« Une récente étude américaine montre qu'en l'absence de transfusion le risque de décès maternel est multiplié par 44 chez les femmes Témoins de Jéhovah » (1), souligne le Pr Bruno Carbonne, secrétaire général du Collège national des gynécologues et obstétriciens français (CNGOF).
Pour la profession (2) qui se dit « alarmée » par l'ordonnance du tribunal administratif de Lille du 25 août donnant raison à une femme Témoin de Jéhovah transfusée contre son gré à l'hôpital de Valenciennes (« le Quotidien » des 6 et 9 septembre), il n'est pas question d' « être complice de cette euthanasie passive ». « Le recours aux transfusions sanguines est devenu extrêmement rare en France depuis le procès du sang contaminé (...), mais il y a des situations » où elles restent nécessaires « pour éviter des décès », affirme le praticien.
« La France a un des taux de mortalité maternelle par hémorragie parmi les plus élevés d'Europe et, selon le travail du Comité national d'experts (CNE) qui analyse chaque cas de décès, le retard à la mise en route des traitements de l'hémorragie est le principal facteur de risque d'une évolution fatale », ajoute-t-il.
Le CNE, présidé par le Pr Gérard Lévy, a été créé par le ministère de la Santé en 1995. En 1995-1997, le pays avait une mortalité maternelle de 10,4 pour cent mille, contre 9,5 chez les Quinze. L'hémorragie, en général, arrivait en tête des causes de décès (18,6 %), devant l'hypertension (15,6 %), les maladies thromboemboliques (10,5 %), les embolies amniotiques (7,6 %) et les infections (4,2 %). Au Royaume-Uni, où le taux de mortalité maternelle était de 7 pour cent mille en 1990-1994 (3), les premières causes de décès sont les complications de l'hypertension artérielle et les complications thromboemboliques, indique au « Quotidien » le Pr Carbonne. A Valenciennes, Mme X souffrait d'une hémorragie consécutive à un accouchement qui pouvait menacer sa vie.
« La surenchère de la judiciarisation de la médecine est en train de se confirmer », estime le représentant du CNGOF, qui se demande s'il ne faut pas dorénavant « choisir entre un procès pour non-assistance à personne en danger ou un autre pour non-observance de la loi Kouchner sur les droits des malades » du 4 mars 2002. « Comment imaginer que, même muni de documents attestant le refus de la transfusion, un médecin assiste au décès d'une jeune femme qui vient de donner naissance à un enfant, sans avoir recours à tous les moyens dont il dispose ? », s'interroge le gynécologue.

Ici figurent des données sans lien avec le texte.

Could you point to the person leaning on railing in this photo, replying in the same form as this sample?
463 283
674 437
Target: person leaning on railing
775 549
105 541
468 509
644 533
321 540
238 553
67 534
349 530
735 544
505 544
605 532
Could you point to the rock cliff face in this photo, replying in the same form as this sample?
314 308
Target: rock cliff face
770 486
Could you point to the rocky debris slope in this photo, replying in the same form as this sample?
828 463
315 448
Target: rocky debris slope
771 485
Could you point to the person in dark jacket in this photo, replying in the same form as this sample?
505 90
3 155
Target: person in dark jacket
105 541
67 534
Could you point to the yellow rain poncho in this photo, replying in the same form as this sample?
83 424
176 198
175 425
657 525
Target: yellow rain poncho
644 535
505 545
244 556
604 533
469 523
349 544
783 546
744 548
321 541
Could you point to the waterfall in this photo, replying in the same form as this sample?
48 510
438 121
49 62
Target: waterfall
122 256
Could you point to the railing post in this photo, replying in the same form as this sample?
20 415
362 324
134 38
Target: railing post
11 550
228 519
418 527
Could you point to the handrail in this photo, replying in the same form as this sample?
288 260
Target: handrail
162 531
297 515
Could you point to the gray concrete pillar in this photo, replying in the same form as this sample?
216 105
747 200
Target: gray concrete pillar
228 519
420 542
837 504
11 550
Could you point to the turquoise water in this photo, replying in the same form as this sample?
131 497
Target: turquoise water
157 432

(1) Cf. Singla, « American Journal of Obstetrics and Gynaecology », n° 185, pp. 893-895.
(2) 49 % sont des libéraux exclusifs et 21 % des hospitaliers du secteur public à temps complet.
(3)Pour la même période, 5,5 pour cent mille en Finlande, 5,6 au Danemark, 6 en Norvège, 6,2 en Autriche , 9,5 au Portugal et 14,5 en Hongrie.